Through its PSC Department, the School also became the first school of pharmacy to be named a partner in Waters Corporation’s Centers of Innovation Program. This designation honors the School’s commitment to advancing science through its Mass Spectrometry Facility. Co-directed by David Goodlett, PhD, the Isaac E. Emerson Chair of Pharmaceutical Sciences at the School, and Maureen Kane, PhD, assistant professor in PSC, this facility aims to accelerate discovery by providing investigators with access to cutting-edge technologies in mass spectrometry.
With entrepreneurship as another priority for the School of Pharmacy, Eddington outlined the School’s efforts to capitalize on key revenue-generating opportunities in research, practice, education, and philanthropy.
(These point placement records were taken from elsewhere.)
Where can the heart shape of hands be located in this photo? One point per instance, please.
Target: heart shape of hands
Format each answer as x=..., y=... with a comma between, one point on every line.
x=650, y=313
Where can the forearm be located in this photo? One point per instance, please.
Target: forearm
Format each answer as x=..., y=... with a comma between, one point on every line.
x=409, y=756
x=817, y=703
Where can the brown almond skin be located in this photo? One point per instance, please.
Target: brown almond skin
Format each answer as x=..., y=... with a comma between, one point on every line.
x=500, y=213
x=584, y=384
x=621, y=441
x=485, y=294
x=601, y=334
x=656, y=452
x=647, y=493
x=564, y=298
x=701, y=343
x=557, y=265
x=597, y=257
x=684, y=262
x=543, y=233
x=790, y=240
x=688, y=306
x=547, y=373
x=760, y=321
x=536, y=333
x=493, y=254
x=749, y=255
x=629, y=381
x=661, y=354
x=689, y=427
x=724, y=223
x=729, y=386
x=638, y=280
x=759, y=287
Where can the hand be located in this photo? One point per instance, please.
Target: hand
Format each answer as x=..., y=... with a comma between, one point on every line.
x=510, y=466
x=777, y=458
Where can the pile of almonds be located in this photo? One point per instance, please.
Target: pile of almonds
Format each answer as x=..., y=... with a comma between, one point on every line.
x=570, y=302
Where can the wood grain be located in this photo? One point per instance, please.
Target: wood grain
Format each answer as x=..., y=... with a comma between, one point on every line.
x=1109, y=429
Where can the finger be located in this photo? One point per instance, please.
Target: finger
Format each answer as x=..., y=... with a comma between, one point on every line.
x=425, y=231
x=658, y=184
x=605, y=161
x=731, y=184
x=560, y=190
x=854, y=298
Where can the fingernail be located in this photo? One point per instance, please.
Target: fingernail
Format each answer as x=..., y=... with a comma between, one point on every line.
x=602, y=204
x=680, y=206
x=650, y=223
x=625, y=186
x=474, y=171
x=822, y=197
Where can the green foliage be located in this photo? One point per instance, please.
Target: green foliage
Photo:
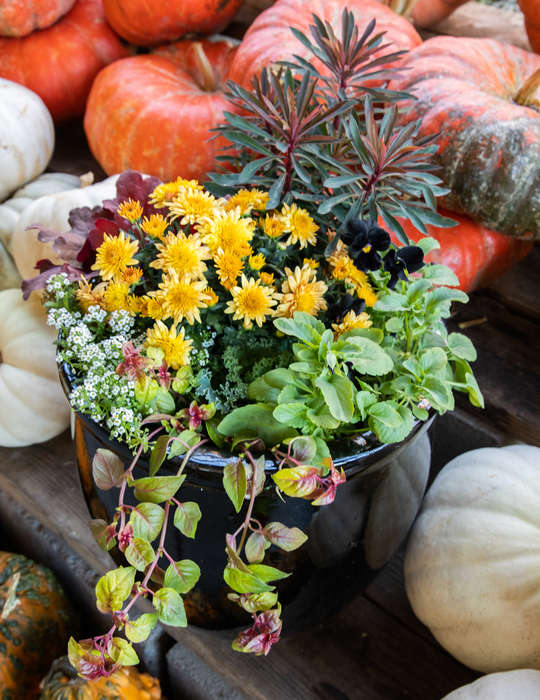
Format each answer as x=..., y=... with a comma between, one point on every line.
x=301, y=136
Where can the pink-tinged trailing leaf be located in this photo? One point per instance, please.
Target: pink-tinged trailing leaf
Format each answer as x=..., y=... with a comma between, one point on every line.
x=255, y=547
x=331, y=483
x=287, y=538
x=158, y=454
x=125, y=538
x=186, y=517
x=107, y=469
x=260, y=637
x=103, y=533
x=299, y=482
x=256, y=473
x=133, y=185
x=235, y=483
x=88, y=660
x=254, y=602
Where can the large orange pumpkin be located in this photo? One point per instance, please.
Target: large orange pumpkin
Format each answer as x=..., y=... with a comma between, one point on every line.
x=424, y=13
x=531, y=10
x=477, y=255
x=154, y=113
x=269, y=39
x=149, y=23
x=60, y=63
x=21, y=17
x=62, y=683
x=34, y=625
x=483, y=98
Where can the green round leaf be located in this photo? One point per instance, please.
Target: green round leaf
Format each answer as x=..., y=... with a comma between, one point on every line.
x=169, y=607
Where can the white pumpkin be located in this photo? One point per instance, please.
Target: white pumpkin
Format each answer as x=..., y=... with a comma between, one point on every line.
x=512, y=685
x=472, y=568
x=52, y=212
x=33, y=407
x=48, y=183
x=26, y=136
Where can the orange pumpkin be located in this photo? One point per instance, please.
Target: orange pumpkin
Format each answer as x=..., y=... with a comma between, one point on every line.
x=531, y=10
x=60, y=63
x=269, y=39
x=62, y=683
x=424, y=13
x=477, y=255
x=21, y=17
x=154, y=113
x=149, y=23
x=481, y=100
x=34, y=624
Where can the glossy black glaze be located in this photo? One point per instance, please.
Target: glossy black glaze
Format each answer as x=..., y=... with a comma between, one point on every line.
x=336, y=563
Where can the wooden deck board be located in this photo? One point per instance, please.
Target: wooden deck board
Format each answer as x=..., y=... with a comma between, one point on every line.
x=367, y=652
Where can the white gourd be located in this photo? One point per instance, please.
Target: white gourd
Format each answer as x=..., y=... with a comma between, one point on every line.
x=523, y=684
x=33, y=407
x=26, y=136
x=472, y=568
x=52, y=212
x=48, y=183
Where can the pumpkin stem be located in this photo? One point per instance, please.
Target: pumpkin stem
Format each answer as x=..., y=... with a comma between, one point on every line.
x=208, y=76
x=529, y=92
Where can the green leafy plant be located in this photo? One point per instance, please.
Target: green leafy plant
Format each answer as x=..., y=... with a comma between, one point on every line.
x=270, y=323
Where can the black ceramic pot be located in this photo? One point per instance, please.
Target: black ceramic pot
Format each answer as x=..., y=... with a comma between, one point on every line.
x=349, y=540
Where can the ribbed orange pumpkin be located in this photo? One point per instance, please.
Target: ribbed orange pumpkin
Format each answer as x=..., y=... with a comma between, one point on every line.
x=21, y=17
x=425, y=13
x=60, y=63
x=154, y=113
x=34, y=625
x=269, y=39
x=531, y=10
x=474, y=94
x=62, y=683
x=477, y=255
x=148, y=23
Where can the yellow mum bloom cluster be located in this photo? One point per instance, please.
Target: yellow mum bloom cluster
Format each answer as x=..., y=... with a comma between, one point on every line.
x=186, y=251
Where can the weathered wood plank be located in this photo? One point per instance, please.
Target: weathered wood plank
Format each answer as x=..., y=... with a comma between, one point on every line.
x=365, y=652
x=486, y=22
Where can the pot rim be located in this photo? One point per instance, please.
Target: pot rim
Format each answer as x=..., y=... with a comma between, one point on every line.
x=212, y=460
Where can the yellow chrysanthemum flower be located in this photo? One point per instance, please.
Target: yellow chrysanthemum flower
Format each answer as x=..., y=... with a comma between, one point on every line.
x=193, y=206
x=251, y=302
x=88, y=296
x=131, y=210
x=350, y=321
x=229, y=231
x=184, y=254
x=114, y=255
x=301, y=292
x=273, y=225
x=257, y=262
x=247, y=200
x=182, y=298
x=176, y=347
x=115, y=297
x=300, y=226
x=267, y=277
x=212, y=296
x=131, y=275
x=154, y=226
x=229, y=267
x=151, y=307
x=166, y=192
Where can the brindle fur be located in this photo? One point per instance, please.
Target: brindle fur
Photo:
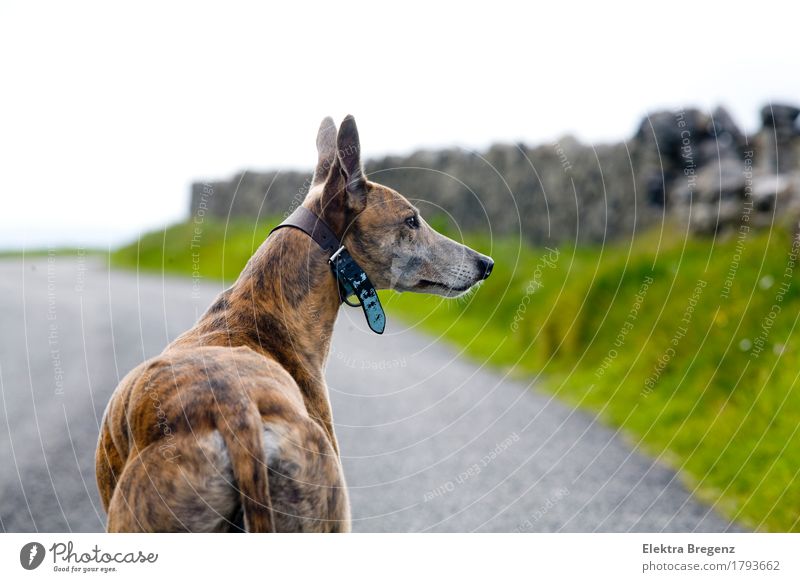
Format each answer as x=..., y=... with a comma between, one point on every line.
x=231, y=426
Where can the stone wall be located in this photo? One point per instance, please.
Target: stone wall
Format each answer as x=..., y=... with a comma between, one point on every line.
x=687, y=163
Though many of these opportunities have manifested in the form of faculty start-up companies, the University also recognized the importance of social entrepreneurship, selecting Magaly Rodriguez de Bittner, PharmD, BCPS, CDE, FAPhA, professor and chair of PPS, as its Founders Week “Entrepreneur of the Year” for her work as director of the Center for Innovative Pharmacy Solutions and her role in the development of the innovative Patients, Pharmacists, Partnerships (P3) Program.
Ellen Yankellow, PharmD ’96, BSP ’73, president and chief executive officer of Correct Rx Pharmacy Services, Inc., was also recognized for her gift of $1.1 million to the School. The donation, which was received as part of the School’s Capital Campaign, is the largest gift ever from a female graduate and will support a first-of-its-kind fellowship at the School designed to capture health outcomes and economic data about the value of clinical pharmacy services.
The gift also named the Ellen H. Yankellow Grand Atrium in Pharmacy Hall.
Concluding her address with a reflection on the environment surrounding the School, Eddington highlighted a number of student activities, including Drug Take-Back Day, Healthy Halloween, and Legislative Day, that demonstrated the School’s efforts to promote a healthy school community that values excellence through professional collegiality, mentoring, and citizenship.